Les chaussures qu’il laisse traîner devant la porte d’entrée, la lumière qu’elle n’éteint pas en quittant la pièce… Les sources de crispations sont nombreuses quand on vit ensemble. Bonne nouvelle : elles sont un signe de bonne santé du couple. 

Tentative de décryptage de ces énervements et pistes pour les surmonter.

Avec Serge Dehouwer, également psychologue et sexologue, j’ai donné, le 19/10/2017 dernier la conférence « Il m’irrite, elle m’énerve,… » Les agacements au sein du couple.  L’occasion de faire le point asur ce qui nous fait rager au quotidien.

C’est quoi, un agacement ?

C’est une dissonance, un état de conflit, une tension entre un schéma intériorisé (ce qui « devrait être », selon moi)et une réalité. Les agacements conjugaux naissent du fait que le couple est une association entre deux cultures qui ignorent leurs différences. L’un arrive avec son sac à dos bleu, l’autre avec son sac à dos jaune et, idéalement, il faudrait faire du vert ensemble. Mais c’est difficile parce que nos schémas intérieurs sont très liés à notre éducation, à notre culture familiale d’origine : l’ordre, la communication, l’éducation des enfants…

Tous les couples sont-ils sujets à ces énervements?

Il y a des agacements dans tous les couples. D’ailleurs, un couple où on peut exprimer ses agacements est un couple qui fonctionne plutôt bien.Tandis que dans les couples où c’est risqué, où l’on sent que la relation est fragile, où l’enjeu est important parce que l’autre pourrait partir ou se fâcher, on est dans le refoulement.

Certaines personnalités y sont-elles plus sensibles que d’autres ?

Oui, il y a des personnes qui ont un niveau d’attente très élevé. Pour éviter la dissonance, on peut soit travailler la réalité (installer une armoire à chaussures) soit travailler son schéma interne (ce n’est pas si grave si les chaussures restent devant l’armoire finalement). Il peut y avoir jusqu’à trois couches à l’agacement : l’agacement pur (la veste qui traîne) ; le constat (je lui ai demandé de la ramasser et elle traîne toujours, je ne me sens pas respecté) ; l’auto-agacement (ma propre réaction face à la réaction de l’autre genre « Je n’y avais pas pensé » m’agace).

Faut-il s’inquiéter de ces agacements ?

Non, car ils sont en réalité le signe de la bonne santé du couple. Le problème, ce n’est pas tant l’agacement, mais plutôt quand ils virent au conflit permanent. Il faut s’inquiéter quand on s’attaque avec mauvaise foi, quand on tape là où ça fait mal…Il faut surtout s’inquiéter quand l’autre ne nous agace plus. Quand il nous ennuie. Ou bien quand on se sent rejeté, dénigré, mal aimé.

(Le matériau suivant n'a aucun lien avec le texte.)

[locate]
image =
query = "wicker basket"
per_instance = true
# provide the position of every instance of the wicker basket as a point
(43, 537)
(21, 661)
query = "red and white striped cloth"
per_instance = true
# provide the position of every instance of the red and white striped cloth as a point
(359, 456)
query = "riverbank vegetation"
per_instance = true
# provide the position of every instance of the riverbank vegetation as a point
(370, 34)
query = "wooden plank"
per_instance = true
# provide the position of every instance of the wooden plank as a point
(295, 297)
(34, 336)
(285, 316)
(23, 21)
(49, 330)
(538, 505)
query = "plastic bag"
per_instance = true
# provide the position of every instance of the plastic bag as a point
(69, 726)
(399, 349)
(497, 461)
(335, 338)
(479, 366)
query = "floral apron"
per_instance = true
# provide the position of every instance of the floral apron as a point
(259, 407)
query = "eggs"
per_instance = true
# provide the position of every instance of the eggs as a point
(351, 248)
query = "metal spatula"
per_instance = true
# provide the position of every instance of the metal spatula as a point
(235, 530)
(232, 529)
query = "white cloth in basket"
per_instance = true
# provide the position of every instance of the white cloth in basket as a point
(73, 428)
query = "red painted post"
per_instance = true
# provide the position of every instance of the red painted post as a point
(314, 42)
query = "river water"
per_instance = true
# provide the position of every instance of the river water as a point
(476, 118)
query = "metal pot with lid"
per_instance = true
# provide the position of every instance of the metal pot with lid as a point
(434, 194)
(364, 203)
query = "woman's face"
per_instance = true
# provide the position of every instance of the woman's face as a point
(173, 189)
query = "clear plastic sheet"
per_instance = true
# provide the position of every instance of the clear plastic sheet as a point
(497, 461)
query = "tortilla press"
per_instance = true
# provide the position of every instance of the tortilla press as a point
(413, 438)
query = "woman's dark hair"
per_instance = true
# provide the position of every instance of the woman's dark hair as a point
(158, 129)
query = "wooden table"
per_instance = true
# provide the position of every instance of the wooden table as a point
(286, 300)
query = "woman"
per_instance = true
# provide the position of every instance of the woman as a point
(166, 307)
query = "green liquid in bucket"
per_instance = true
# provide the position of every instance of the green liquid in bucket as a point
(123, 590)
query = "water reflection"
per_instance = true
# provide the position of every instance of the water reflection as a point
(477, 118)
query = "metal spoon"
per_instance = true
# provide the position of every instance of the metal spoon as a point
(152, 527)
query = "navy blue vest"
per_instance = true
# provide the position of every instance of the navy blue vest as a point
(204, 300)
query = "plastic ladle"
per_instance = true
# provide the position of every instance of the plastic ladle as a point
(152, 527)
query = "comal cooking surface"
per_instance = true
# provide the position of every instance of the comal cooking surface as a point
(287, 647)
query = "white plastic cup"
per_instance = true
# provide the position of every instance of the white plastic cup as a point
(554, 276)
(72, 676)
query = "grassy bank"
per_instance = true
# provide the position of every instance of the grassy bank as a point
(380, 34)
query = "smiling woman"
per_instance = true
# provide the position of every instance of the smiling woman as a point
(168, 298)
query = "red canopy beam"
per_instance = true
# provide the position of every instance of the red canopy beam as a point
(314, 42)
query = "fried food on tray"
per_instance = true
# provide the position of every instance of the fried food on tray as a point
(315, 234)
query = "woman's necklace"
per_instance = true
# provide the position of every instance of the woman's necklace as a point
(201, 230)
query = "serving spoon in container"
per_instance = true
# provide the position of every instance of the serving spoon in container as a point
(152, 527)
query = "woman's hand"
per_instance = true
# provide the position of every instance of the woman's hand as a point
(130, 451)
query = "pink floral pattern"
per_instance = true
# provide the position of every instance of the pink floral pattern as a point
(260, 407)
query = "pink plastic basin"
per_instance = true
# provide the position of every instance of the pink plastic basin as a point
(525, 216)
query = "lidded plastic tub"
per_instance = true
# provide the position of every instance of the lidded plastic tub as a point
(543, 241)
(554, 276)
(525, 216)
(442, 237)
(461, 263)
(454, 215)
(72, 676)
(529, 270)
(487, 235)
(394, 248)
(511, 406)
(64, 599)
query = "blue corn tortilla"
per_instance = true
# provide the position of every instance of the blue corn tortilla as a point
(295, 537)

Des pistes de solution pratiques ?

-« Troquer »quelques agacements : tu tolères mes chaussures qui traînent et moi, en échange, je passe sur le bouchon du dentifrice que tu ne rebouches jamais !.

-Exprimer sa demande clairement, parce que parfois le conjoint ignore que tel élément nous agace.

-S’isoler un peu chacun dans sa bulle, plutôt que d’entrer dans une cascade de conflit. Cela permet aussi de faire son autocritique.

-Se faire un petit scénario où l’on va mentalement jusqu’au bout du processus : s’il le refait, je le quitte, je le tue… Cela permet de relativiser : je ne vais quand même pas le quitter/le tuer pour une chaussette qui traîne !

-Se spécialiser au sein du couple : l’un fait les courses, tout seul, à sa manière. L’autre cuisine, sans subir le grain de sel du conjoint. Chacun étant complètement responsable de sa tâche.

-Et évidemment, utiliser l’humour et si possible aussi l’autodérision.